As shown in Figure 2, network data crawls subelement by reading the SeedURL table, obtains seed URL, utilizes the link of web page interlinkage reptile module acquisition appointed website and deposits the web page interlinkage formation in; Webpage pulls module and obtain page URL from the web page interlinkage formation, and on the basis of the whole webpage of crawl, the information with page data, URL and the local memory address of this webpage deposits the original web page database in by the info web memory module.

As shown in Figure 3, web page interlinkage reptile module starts a plurality of link reptile module threads according to the record number in the SeedURL table, and each thread crawls the all-links of specifying the number of plies in appointed website, it is added in the web page interlinkage formation.Each link reptile module thread has been safeguarded a url filtering database, is used for depositing the page info that had crawled.After system obtains a URL, can check the url filtering database, if the relevant record of existing this URL in this storehouse represents that then this URL was crawled, and directly abandoned this URL; If there is not record, then this URL is added the URL formation, wait network data request module is processed the page of this URL.This url filtering database is realized with the Hashset among the Java.The network data request module uses the object in the htmlParser bag to obtain data from network, and the Webpage data are passed to the URL extraction module, and the URL that will process again deposits the url filtering database in.The URL extraction module uses the LinkBean object extraction URL in the htmlParser bag, puts into web page interlinkage formation and URL formation through the url filtering database.After this web page interlinkage reptile module crawls the number of plies that reaches certain, empty the record in the url filtering database, take seed URL as initial, crawl webpage again.Opening up of link reptile is that record according in the SeedURL in the database table carries out, and each bar inUse field is that 0 record all will be opened up a thread in web page interlinkage reptile module.The main thread of web page interlinkage reptile module sees if there is the record that went to check among the SeedURL in per ten minutes new record and adds.Field Parser among the SeedURL will be added in the record LocalRecord object in the linked queue that is crawled by this link reptile thread, to specify the analysis mode of this webpage.

As shown in Figure 4, web data normalizing subelement extracts title, author, time, webpage main contents and comment by analyzing the original web page data.This subelement is obtained by the original web page data extraction module and is kept at local original web page, puts into webpage formation to be analysed.The web page analysis module is obtained the original web page data from webpage formation to be analysed, the analytic method analyzing web page data of utilizing webpage resolution data storehouse to provide, and the URL of the web data that is disposed put into the parsing record queue.By the original web page data extraction module, the webpage that had been resolved that is stored in the original web page database is made marks simultaneously.The web page analysis module will be analyzed data later and deposit the formation of normalizing webpage in, wait for the processing of normalizing data memory module.The normalizing data memory module obtains the web data after the analysis from the formation of normalizing webpage, and deposits the normalization web data in by data access interface.Original web page data extraction module in this module, web page analysis module and normalizing data memory module are all realized as a separate threads, open up a plurality of threads when webpage is resolved.
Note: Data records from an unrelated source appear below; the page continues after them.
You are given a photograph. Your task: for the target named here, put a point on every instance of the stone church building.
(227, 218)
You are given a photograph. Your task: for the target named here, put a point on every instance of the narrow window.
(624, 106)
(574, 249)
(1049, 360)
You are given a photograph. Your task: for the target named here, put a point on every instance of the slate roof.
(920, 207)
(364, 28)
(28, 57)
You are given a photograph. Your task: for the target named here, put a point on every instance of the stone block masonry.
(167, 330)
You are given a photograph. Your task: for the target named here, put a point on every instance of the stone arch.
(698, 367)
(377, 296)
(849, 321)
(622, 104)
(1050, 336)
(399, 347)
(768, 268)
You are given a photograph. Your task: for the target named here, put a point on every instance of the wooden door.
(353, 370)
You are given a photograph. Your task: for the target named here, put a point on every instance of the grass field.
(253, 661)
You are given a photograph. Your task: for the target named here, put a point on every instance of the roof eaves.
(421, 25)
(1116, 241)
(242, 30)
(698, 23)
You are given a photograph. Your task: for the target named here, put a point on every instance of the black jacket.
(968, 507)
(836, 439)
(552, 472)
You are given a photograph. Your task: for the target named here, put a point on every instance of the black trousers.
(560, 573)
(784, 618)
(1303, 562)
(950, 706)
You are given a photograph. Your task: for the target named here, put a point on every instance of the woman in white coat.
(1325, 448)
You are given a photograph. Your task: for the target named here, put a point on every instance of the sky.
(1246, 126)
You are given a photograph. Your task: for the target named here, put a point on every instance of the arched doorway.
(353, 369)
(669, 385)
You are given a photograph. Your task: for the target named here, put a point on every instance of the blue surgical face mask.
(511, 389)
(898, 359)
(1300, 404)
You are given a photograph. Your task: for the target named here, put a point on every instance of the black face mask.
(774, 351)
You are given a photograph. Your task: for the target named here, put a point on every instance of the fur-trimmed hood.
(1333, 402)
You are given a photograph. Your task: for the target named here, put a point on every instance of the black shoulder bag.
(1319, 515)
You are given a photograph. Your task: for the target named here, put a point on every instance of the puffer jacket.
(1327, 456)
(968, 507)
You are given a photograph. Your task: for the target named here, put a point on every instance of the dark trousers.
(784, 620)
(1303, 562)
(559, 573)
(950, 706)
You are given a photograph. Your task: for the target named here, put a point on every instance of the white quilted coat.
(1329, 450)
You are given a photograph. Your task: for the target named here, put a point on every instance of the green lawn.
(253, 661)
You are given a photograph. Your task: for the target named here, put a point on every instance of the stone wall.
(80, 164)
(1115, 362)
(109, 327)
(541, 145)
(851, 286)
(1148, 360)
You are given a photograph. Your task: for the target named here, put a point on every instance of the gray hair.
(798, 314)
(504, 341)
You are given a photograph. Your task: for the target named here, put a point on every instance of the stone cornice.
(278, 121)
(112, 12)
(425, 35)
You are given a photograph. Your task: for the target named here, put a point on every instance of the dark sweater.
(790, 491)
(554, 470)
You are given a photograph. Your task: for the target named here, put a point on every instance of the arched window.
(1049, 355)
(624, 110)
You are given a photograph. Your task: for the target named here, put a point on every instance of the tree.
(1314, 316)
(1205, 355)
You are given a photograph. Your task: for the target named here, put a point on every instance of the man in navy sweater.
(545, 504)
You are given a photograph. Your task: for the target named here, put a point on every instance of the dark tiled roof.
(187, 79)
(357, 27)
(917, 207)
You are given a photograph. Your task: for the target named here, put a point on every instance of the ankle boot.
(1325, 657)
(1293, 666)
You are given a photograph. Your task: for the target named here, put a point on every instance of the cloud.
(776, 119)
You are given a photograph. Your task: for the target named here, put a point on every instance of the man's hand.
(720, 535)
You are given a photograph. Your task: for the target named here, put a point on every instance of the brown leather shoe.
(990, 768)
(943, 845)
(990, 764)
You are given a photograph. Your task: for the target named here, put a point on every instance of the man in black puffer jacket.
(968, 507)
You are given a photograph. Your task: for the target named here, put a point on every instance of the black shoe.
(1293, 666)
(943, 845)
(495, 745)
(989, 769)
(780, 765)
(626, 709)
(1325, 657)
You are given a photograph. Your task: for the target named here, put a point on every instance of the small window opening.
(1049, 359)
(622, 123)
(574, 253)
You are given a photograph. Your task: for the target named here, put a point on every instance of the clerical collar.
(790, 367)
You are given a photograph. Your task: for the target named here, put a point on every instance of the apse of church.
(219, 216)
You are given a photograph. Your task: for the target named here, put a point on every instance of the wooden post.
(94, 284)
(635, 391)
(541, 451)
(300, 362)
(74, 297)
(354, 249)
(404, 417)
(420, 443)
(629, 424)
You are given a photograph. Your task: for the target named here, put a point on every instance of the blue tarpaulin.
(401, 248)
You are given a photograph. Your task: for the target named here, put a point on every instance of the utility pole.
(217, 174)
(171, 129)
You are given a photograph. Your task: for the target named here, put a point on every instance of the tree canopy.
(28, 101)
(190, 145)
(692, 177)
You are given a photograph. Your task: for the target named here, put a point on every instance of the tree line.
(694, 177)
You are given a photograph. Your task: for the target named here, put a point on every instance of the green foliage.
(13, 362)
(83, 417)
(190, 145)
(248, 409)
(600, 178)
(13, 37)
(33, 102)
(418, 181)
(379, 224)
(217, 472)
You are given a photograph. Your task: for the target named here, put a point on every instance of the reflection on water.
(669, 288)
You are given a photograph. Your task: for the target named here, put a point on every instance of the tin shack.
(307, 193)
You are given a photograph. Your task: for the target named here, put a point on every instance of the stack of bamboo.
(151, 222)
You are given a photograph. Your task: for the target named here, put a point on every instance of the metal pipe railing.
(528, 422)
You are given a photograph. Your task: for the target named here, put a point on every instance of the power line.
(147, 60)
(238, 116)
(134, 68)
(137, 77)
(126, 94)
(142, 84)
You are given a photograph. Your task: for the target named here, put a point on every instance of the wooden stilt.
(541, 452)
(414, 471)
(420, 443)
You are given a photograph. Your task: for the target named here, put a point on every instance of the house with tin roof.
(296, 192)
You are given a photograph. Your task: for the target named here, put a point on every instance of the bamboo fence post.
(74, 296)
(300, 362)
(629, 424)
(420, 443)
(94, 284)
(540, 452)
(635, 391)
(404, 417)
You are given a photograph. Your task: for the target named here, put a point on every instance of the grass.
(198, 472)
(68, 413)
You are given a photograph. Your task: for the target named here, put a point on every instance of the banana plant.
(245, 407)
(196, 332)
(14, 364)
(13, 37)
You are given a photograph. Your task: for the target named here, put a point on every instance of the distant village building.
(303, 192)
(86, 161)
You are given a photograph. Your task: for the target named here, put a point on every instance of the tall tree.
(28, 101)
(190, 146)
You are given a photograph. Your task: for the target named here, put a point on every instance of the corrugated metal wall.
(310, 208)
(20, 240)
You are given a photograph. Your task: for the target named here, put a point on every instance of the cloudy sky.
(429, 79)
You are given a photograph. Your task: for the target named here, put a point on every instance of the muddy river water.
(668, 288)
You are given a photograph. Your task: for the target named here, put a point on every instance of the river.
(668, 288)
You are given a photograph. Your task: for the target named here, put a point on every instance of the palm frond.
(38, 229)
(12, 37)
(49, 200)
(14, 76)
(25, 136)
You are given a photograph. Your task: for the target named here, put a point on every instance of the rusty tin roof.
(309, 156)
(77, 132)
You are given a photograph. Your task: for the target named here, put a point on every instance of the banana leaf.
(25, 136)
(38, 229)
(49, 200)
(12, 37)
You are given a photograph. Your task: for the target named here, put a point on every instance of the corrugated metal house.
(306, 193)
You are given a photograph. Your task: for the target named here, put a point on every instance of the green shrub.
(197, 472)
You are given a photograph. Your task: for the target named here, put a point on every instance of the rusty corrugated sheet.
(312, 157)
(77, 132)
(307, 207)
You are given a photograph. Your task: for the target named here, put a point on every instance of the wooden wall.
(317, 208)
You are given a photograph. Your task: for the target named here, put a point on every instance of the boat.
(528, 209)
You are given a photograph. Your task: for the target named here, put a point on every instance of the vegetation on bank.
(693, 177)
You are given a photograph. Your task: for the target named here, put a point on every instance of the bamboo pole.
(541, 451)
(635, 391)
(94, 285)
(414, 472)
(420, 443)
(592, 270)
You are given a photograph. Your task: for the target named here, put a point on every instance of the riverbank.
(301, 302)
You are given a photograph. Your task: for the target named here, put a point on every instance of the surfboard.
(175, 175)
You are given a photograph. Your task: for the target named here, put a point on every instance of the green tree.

Data memory module is the normalization web database.The information such as the web page title that webpage normalizing database generates for storage network page data normalizing subelement, author, time, main contents, comment.This database comprises three forms: webpage Basic Information Table, webpage main contents table and comment table.The Hibernate technology is adopted in access to database, and each table is become a class, and the record in the table becomes the object of class, and corresponding three classes are respectively Data, Content and Comment.Three tables are associated together by the id value in the webpage Basic Information Table, during record in each this information table of storage network page base, obtain the id value of this record, and this value are given to webpage main contents table to be stored and comment on DataId field in the table object.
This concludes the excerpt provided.